Just the other day I found that all new translations of an email template we had updated were broken – in at least 2 ways, actually, although here I’ll only deal with one of those.

The problem was with this sentence from the mail template:
Subscription to ${subscription.localizedObjectType}: ${subscription.objectTitle} (${subscription.notificationCount}#if ($subscription.notificationCount == 1) Update#else Updates#end) ${subscription.objectUrl}

And yes, I know full well that this Velocity jumble is not best practices for translatable text, so hold your horses. This is legacy code which we have to live with for a little while longer.

Anyway, this has been translated for a long time, and the update that caused us to have to re-translate was elsewhere in the file. So the translations of this particular sentence should not have changed.

Every single translate language came back with a completely incorrect translation for this string, however; in fact the singular version of the noun “Update” had in every single case been translated as the imperative form of the verb.

There seem to be 2 tool-related issues at play, segmentation and homonym handling.
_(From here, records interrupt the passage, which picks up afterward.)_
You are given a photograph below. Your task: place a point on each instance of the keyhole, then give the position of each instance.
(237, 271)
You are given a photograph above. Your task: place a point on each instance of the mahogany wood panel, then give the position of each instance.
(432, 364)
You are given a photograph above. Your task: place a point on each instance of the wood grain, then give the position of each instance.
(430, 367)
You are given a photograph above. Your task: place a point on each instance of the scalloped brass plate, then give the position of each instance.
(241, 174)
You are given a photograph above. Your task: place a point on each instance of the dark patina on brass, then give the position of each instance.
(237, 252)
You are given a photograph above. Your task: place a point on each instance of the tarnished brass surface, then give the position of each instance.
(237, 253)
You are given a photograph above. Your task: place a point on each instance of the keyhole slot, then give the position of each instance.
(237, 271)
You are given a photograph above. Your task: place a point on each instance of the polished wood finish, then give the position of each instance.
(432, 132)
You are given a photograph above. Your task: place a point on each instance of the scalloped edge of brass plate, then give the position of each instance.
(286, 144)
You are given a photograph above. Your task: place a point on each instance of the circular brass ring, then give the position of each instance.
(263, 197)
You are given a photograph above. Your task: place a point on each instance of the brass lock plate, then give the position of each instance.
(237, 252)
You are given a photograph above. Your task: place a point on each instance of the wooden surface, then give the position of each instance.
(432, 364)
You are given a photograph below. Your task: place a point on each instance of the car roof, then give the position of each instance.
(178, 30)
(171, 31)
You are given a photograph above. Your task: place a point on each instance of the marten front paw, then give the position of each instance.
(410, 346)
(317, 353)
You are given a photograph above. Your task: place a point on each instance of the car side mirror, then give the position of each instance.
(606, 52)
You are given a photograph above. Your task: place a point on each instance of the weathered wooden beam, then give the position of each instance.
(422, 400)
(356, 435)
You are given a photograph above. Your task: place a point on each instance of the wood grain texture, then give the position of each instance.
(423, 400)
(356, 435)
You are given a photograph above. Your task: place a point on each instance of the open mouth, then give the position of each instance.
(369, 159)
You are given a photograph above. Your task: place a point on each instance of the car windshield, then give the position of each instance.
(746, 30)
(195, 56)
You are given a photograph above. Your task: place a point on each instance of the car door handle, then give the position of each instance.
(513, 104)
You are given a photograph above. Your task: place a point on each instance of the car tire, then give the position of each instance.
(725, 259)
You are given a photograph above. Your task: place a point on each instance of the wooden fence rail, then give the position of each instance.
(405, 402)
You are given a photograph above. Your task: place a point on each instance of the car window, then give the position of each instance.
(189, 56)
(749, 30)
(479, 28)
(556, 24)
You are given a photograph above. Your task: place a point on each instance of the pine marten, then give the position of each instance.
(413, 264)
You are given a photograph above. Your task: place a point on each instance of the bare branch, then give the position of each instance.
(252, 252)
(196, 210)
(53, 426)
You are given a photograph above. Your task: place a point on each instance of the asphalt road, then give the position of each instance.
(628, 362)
I’ll save homonym handling for later – even though this is probably my main beef with the widely used tool in question (which of course is Trados).

When queried about the weird translations, our vendor pointed to the tool as the culprit and provided this screen shot as proof of the segmentation causing the problem (combined with the homonym issue):

Bad segmentation

(Click for a larger version)

It does indeed look as if the tool treats each of the translatable words as a separate segment – which makes me wonder how it was possible to translate the sentence correctly the first time around and why a report about incorrect segmentation for this file wasn’t created, so that it could either be corrected or put on a list of files that can’t be handled via that tool. But these are all separate issues.

It did cause me to test whether OpenTM2 would be able to handle that file, and since HTML is one of the few file types with a markup table, I was in luck.

The plain vanilla HTML markup segmentation result  didn’t look too good, as expected, since all of the Velocity placeholder variables were left unprotected.

It proved very simple to add the required tags to the markup table, however, and after about 30 minutes I had “perfectly” segmented text. Perfect in the sense that all variables and code were protected (red text in the sample below), and sentences were treated as one segment (yellow background shows the active segment):

OpenTM2 segmentation

All changes that experienced software translators would be able to implement on their own.